Cuando Pablo tomó el camino sur de Berea, visitó primero Atenas, algo al este de Corinto. Por eso se creó una historia de dos ciudades y dos respuestas sorprendentemente opuestas al llamado de Dios.

Pero en lo principal, Atenas estaba fundada en un pasado glorioso. La Atenas de los días de Pablo había perdido su imperio y su riqueza. Los historiadores estiman que la población era aproximadamente 10.000. Atenas seguía siendo un pueblo pequeño en los tiempos modernos. Pero ahora es una metrópoli bulliciosa de más de tres millones.

Atenas era conocido como un centro de superstición cuando Pablo entró en sus calles. William Barclay escribe en su comentario del libro de los Hechos, “Se decía que había más estatuas de dioses en Atenas que en todo el resto de Grecia y que en Atenas era más fácil encontrarse con un dios que con un hombre” (p. 130).
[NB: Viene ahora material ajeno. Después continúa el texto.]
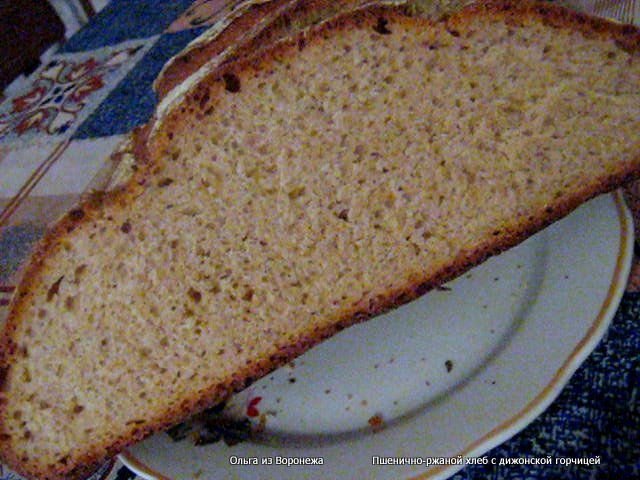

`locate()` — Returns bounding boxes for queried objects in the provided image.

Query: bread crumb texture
[0,2,640,478]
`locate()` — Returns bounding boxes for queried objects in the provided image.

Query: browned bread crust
[0,1,640,479]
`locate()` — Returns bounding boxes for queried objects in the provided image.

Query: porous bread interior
[2,5,640,478]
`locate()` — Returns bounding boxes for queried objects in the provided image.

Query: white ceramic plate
[121,194,633,480]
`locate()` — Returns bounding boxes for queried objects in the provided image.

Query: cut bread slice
[0,2,640,479]
[154,0,471,99]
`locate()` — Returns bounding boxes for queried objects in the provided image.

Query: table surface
[0,0,640,480]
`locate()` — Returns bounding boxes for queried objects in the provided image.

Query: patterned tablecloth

No es sorprendente que Pablo se apenara por la pobre condición espiritual de la ciudad. Lucas escribe que a Pablo “le dolió en el alma ver que la ciudad estaba llena de ídolos” (Hechos 17:16).
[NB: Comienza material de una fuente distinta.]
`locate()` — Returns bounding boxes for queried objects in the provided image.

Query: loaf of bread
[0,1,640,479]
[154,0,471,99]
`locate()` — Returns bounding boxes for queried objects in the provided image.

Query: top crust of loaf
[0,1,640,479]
La costumbre de Pablo, como indica el versículo 2, era enseñar primero en la sinagoga local. Aquí él encontraría a los adoradores judíos y los gentiles devotos que buscaban aprender más sobre el Dios de Israel. Estaba en la sinagoga cuando Pablo empezó a enseñar en Atenas (v. 17). Pablo también discutió la fe cristiana “y a diario hablaba en la plaza con los que se encontraban por allí” (mismo v.). La plaza llamada el Ágora, estaba en el centro antiguo del pueblo. Era el foro y el centro de la vida pública.